Woolly bears are actually very fast (for a caterpillar, at least). They can travel up to 4 feet per minute, which is roughly equivalent to .05 miles per hour.
With luck and time, these beloved caterpillars will transform into Isabella Tiger Moths, a yellowish-brown moth not nearly as cute as its immature form.
Woollys in Winter
Woolly bears are one of the few caterpillars to overwinter as caterpillars, risking freezing temperatures and predation to emerge in the spring. Quite simply, woolly bears crossing roadways are risking life and legs to find the perfect leaf litter, the perfect board, or the perfect pile of wood chips under which to hibernate. They need a spot sheltered from drying winds, a bit of moisture, and cover from predators.
When they find that spot, they curl up in a tight ball and settle in for a long winter. Their bristle hairs are a deterrent to predators (although raccoons have been observed brushing the hairs off and then eating these insect delicacies). The spiky ball shape makes the caterpillars slippery to predators. If you try to pick up a woolly bear in its hibernating pose, you may find it slips from your grasp.
Hungry Caterpillars Emerge in the Spring
If a woolly bear survives a New England winter, it will emerge in the spring very hungry. At this time of year, you may see caterpillars wandering again as they search for food plants. The caterpillar eats for a short while and then spins a cocoon, made of bristle hairs held together with silk, in a protected spot under rocks or bark. In two weeks, an Isabella Tiger Moth emerges from the cocoon.

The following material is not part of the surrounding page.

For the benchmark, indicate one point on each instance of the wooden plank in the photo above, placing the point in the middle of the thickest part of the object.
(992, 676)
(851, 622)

The cycle begins again when the female Isabella Tiger Moth lays clusters of eggs on a variety of hostplants. Favorites include dandelion, grass, meadowsweet, nettle, and more. Eggs hatch in 4-5 days, and the young caterpillars feed in groups, becoming solitary as they grow older. Over 3-4 weeks, the caterpillars undergo 6 molts, or skin sheddings. It is the second generation each summer that will crossroads to find that perfect overwintering spot.
Can Woolly Bear Caterpillars Predict the Weather?
Contrary to folklore, the woolly bear is not an accurate weather forecaster. Does the width of its orange band predict the severity of the oncoming winter? No. Instead, each time the caterpillar sheds a skin, its orange band grows a bit larger. So, broader orange bands are most likely an indication of the age of the caterpillar, not of future winter weather.
Next Time You See a Woolly Bear Crossing the Road
So, next time you see a woolly bear caterpillar crossing a road or sidewalk, try to give them some space! Woolly bears are risking life and legs to find the perfect place to cozy up and hibernate, a sentiment we can all relate to.